Last week, Connecticut's high court struck down the state's civil union law and ruled that same-sex couples have a constitutional right to marry.  Connecticut joins Massachusetts and California as the only states that recognize gay marriage.  As the New York Times reported, the Connecticut ruling is notable because it found for the first time that a state civil union law, while providing all the legal rights of marriage to gay couples but limiting marriage to heterosexual couples, violated the state's "constitutional guarantee of equal protection under the law."

Writing for the majority in the 4-3 decision, Justice Richard N. Palmer wrote:

Interpreting our state constitutional provisions in accordance with firmly established equal protection principles leads inevitably to the conclusion that gay persons are entitled to marry the otherwise qualified same-sex partner of their choice.  To decide otherwise would require us to apply one set of constitutional principles to gay persons and another to all others.

Speaking directly to whether civil unions provide the same constitutional right to "equal protection under the law" as marriage, Justice Palmer wrote:

Although marriage and civil unions do embody the same legal rights under our law, they are by no means equal.  The former is an institution of transcendent historical, cultural and social significance, whereas the latter is not.

Opponents of gay marriage are working to make the constitution a discriminatory tool by enacting a constitutional ban on gay marriage.  They hope to use a procedurally complicated state constitutional convention to enact a ban, but first need voters to call the convention.  However, a new poll shows that Connecticut residents support the court's decision by a margin of 53-42 and even the state's Republican Governor, Jodi Rell, who opposes same-sex marriage, does not support a constitutional ban. 

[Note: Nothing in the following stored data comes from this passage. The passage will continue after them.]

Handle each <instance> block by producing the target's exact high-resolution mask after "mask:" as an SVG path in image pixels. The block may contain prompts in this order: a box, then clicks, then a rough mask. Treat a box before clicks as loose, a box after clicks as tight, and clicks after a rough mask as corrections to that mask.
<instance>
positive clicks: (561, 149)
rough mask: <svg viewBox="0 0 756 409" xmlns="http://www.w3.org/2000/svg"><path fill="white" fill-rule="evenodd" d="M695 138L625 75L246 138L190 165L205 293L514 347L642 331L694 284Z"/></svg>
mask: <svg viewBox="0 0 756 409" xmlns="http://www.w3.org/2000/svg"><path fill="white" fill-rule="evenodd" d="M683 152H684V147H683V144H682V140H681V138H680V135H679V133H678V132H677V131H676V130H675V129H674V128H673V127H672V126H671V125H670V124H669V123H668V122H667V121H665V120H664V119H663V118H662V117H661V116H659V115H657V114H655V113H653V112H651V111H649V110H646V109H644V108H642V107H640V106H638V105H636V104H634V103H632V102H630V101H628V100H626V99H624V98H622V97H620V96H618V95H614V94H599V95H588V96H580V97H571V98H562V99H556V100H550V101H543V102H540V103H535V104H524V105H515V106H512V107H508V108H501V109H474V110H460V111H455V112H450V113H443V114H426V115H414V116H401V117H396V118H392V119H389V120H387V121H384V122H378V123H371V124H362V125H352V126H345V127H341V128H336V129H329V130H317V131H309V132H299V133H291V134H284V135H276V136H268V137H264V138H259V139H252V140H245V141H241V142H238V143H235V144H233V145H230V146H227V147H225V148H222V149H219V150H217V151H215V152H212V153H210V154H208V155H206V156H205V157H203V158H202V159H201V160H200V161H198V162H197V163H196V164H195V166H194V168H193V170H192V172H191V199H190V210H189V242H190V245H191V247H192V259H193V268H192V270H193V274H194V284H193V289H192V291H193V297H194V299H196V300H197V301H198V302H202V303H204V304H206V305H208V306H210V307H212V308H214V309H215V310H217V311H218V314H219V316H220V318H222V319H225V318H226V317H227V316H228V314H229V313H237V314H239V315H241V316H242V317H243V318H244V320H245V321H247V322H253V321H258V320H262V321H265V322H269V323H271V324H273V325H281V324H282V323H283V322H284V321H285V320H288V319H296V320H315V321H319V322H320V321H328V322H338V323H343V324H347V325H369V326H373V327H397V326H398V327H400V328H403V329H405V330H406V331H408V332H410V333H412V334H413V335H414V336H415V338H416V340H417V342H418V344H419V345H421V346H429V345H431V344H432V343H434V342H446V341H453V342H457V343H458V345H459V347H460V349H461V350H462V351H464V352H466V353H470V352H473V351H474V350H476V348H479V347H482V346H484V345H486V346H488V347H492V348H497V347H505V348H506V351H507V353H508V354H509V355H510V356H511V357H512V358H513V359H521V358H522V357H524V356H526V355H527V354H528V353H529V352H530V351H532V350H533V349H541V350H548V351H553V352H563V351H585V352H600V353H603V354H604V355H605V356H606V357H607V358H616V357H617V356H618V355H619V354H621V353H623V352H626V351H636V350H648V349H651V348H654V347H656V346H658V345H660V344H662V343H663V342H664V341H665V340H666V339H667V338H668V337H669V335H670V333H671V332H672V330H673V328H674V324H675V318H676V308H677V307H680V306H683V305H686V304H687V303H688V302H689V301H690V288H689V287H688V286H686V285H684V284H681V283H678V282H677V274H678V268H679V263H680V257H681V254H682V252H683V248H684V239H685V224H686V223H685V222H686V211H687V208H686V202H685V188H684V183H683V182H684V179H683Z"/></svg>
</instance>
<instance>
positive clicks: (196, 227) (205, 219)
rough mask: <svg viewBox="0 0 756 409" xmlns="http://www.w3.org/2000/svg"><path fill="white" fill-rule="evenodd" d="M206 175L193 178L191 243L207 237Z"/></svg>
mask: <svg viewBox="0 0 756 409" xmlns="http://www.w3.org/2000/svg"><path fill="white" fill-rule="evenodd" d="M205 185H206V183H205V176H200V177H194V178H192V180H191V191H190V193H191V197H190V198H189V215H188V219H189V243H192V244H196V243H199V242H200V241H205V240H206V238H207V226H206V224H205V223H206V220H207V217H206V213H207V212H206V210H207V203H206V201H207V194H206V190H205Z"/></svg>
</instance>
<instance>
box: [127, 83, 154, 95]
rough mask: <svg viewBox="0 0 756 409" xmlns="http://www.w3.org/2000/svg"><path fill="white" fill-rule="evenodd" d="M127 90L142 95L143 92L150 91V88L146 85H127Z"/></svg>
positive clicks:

Gay Marriage on the Ballot: The marriage rights of gays and lesbians in California, however, are much more tenuous.  After the California Supreme Court legalized same-sex marriage earlier this year, opponents mobilized the ever-potent "forces of bigotry and bias" to place a constitutional ban on gay marriage before voters next month.  A recent poll shows support for the ban, on the ballot as Proposition 8, 47% to 42%, with 10% undecided.  Currently, opponents to gay marriage are outspending its supporters "2 or 3 to 1" and are, predictably, using baseless fear to mobilize support for the ban. 

Similarly, voters in Florida will vote next month on a question whether to amend the constitution by defining "marriage as between a man and a woman."  Michael Schiavo, who battled with conservative Christians over his wife Terri's feeding and hydration tubes, is actively campaigning against the initiative.  And, after rejecting a gay-marriage ban in 2006, Arizona voters will decide whether to amend the constitution by defining marriage as a union between one man and one woman, even though, as the Ballot Initiative Strategy Center points out, state law already denies marriage to same-sex couples.